Seither konnte Rea nur mit Tabletten und täglichen Insulinspritzen überleben. Auf ausgedehnte Tourneen musste er für Jahre verzichten; stattdessen konzentrierte er sich aufs Malen und nahm Bluesmusik im eigenen Studio auf. „Blue Guitars“ (2005) resultierte in nicht weniger als elf CDs, dazu ein Buch mit eigenen Gemälden.

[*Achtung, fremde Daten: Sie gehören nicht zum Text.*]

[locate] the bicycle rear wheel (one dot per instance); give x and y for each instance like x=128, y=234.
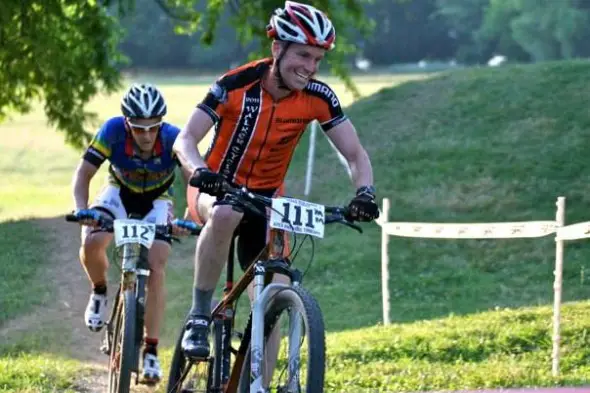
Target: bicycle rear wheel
x=300, y=365
x=120, y=361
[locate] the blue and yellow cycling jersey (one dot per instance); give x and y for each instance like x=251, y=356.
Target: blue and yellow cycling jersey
x=114, y=143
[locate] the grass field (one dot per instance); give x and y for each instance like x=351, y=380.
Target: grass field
x=474, y=145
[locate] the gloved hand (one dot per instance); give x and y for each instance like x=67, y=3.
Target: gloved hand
x=363, y=207
x=89, y=217
x=207, y=181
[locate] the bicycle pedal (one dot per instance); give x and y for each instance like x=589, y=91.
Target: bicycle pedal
x=149, y=381
x=105, y=349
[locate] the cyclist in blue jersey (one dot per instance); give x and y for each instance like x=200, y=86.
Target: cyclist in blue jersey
x=138, y=146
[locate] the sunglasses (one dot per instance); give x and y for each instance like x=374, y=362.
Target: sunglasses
x=141, y=127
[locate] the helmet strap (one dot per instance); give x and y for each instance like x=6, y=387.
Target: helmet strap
x=280, y=81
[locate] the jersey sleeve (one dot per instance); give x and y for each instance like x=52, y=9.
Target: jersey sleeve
x=214, y=101
x=99, y=149
x=329, y=112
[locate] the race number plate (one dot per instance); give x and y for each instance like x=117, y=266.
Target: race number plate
x=294, y=215
x=134, y=231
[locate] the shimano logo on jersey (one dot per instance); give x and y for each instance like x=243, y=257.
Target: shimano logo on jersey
x=293, y=121
x=219, y=92
x=326, y=91
x=242, y=133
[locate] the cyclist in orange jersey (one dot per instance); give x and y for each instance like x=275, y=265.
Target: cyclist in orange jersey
x=260, y=111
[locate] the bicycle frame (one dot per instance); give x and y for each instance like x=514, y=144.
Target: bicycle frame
x=134, y=273
x=271, y=260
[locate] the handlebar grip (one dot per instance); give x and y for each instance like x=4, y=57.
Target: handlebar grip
x=193, y=182
x=71, y=218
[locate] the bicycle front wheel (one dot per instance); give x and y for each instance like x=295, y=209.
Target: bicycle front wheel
x=294, y=349
x=120, y=362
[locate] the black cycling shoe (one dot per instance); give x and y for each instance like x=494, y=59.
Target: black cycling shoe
x=195, y=340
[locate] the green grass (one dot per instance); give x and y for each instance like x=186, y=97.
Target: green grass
x=38, y=373
x=36, y=169
x=467, y=146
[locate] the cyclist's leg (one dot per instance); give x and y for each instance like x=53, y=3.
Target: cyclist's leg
x=160, y=214
x=94, y=259
x=220, y=222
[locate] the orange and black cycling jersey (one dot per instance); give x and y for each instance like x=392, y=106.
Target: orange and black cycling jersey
x=255, y=136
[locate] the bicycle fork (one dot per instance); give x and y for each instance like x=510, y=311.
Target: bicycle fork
x=262, y=296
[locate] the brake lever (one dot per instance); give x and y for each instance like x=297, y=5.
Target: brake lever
x=351, y=225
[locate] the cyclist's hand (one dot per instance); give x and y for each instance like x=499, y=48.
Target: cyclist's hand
x=89, y=217
x=207, y=181
x=182, y=227
x=363, y=206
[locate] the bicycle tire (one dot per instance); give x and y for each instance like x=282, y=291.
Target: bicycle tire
x=307, y=306
x=125, y=333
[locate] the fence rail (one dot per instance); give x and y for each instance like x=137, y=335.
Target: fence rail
x=490, y=230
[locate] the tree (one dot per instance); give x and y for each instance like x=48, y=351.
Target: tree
x=64, y=51
x=58, y=50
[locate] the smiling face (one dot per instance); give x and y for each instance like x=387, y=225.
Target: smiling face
x=145, y=132
x=298, y=64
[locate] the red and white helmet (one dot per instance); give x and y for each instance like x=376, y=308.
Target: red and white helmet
x=302, y=24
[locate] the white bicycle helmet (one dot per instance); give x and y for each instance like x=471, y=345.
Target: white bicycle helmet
x=143, y=101
x=302, y=24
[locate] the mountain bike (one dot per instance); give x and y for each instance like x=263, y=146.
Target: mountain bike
x=123, y=337
x=238, y=362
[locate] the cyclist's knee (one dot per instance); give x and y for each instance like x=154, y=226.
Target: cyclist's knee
x=95, y=242
x=224, y=220
x=158, y=256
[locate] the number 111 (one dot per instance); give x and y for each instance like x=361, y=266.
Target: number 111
x=297, y=221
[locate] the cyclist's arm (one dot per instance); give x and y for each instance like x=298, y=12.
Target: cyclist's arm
x=346, y=141
x=186, y=145
x=81, y=183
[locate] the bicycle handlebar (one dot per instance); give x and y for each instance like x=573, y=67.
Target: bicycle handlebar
x=334, y=214
x=107, y=225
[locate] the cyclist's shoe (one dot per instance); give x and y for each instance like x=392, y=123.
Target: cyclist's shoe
x=96, y=312
x=152, y=373
x=195, y=340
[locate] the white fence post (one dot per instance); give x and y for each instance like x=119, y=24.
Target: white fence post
x=557, y=287
x=385, y=263
x=310, y=154
x=489, y=230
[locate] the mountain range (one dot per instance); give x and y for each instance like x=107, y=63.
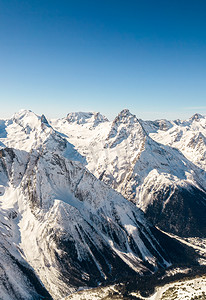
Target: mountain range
x=85, y=201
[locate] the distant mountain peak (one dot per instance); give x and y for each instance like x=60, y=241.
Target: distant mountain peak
x=86, y=117
x=196, y=117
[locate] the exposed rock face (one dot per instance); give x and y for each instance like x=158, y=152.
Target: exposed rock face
x=71, y=228
x=129, y=155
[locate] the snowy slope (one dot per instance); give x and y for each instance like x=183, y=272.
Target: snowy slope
x=161, y=180
x=73, y=229
x=188, y=136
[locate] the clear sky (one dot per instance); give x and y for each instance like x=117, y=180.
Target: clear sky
x=58, y=56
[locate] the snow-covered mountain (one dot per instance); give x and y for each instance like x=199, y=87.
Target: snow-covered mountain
x=73, y=230
x=67, y=226
x=158, y=165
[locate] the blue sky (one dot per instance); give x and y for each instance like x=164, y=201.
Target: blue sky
x=62, y=56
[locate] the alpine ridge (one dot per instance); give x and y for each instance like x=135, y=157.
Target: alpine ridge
x=63, y=225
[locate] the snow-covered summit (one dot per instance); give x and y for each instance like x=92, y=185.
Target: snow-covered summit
x=86, y=117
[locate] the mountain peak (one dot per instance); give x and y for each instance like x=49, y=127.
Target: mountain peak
x=86, y=117
x=196, y=117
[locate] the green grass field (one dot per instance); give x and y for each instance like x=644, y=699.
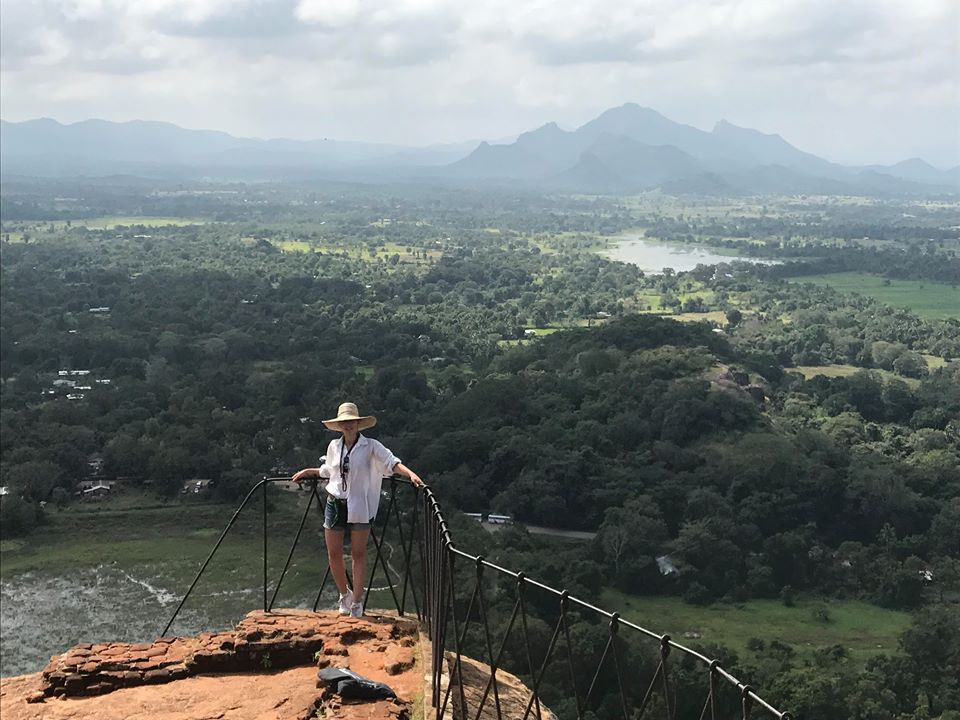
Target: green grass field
x=931, y=300
x=863, y=629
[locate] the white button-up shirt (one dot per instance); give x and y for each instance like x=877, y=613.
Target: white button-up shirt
x=370, y=462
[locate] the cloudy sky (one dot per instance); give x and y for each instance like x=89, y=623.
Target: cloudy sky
x=856, y=81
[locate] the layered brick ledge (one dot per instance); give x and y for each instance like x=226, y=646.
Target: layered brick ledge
x=261, y=641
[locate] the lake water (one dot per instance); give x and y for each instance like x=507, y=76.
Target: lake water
x=652, y=256
x=43, y=614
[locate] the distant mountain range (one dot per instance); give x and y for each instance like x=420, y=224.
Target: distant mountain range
x=626, y=149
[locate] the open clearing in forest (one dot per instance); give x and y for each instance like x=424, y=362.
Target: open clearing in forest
x=931, y=300
x=114, y=221
x=862, y=629
x=811, y=371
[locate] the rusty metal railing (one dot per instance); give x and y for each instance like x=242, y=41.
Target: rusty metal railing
x=493, y=630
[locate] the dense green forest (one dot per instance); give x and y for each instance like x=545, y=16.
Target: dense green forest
x=520, y=371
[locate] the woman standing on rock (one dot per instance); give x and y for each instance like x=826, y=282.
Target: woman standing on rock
x=355, y=466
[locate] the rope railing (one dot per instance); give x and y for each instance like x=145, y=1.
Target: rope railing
x=504, y=645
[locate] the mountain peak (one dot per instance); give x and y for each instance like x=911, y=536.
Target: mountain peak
x=727, y=128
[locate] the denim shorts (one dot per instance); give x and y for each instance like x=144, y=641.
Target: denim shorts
x=335, y=516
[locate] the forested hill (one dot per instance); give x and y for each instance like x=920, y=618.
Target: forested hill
x=212, y=351
x=644, y=428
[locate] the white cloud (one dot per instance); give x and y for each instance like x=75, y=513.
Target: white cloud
x=883, y=75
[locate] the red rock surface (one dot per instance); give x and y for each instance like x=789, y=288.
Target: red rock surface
x=196, y=677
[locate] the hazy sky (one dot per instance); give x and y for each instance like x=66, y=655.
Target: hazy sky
x=856, y=81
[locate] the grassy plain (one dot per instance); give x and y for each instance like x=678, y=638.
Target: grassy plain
x=864, y=630
x=932, y=300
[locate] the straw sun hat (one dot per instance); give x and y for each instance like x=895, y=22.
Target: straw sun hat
x=348, y=411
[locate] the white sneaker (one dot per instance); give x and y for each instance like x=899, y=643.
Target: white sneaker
x=346, y=602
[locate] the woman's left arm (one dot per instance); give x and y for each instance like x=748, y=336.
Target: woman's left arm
x=402, y=469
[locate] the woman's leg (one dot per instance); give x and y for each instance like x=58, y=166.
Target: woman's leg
x=334, y=540
x=358, y=554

Im Dezember 2016 erlitt er einen Schlaganfall von dem er sich nur langsam erholte. Umso größer war der Schock, als er ein Jahr später mit seinem neuen Album „Road Songs for Lovers“ tourte und in Oxford auf der Bühne zusammenbrach. Der Musiker hinterlässt seine Ehefrau Joan und zwei erwachsene Töchter.

Karriere: Musikalisches Wirken von Chris Rea

Chris Rea stammt aus einer italienisch-irischen Arbeiterfamilie. Erst mit knapp 20 Jahren begann er Gitarre zu spielen, obwohl er lange von einer Karriere als Filmmusiker geträumt hatte. Seinen Durchbruch feierte Rea 1978 in den USA mit der Single „Fool If You Think It’s Over“.
In den 80er Jahren machte er sich mit Titeln wie „Josephine“ einen Namen in Deutschland und Europa. In seiner Heimat Großbritannien erklomm er jedoch erst 1989 die Charts mit „The Road to Hell“, dann mit „Auberge“. Nahezu 30 Millionen Platten verkaufte der introvertierte Blues- und Rockstar insgesamt.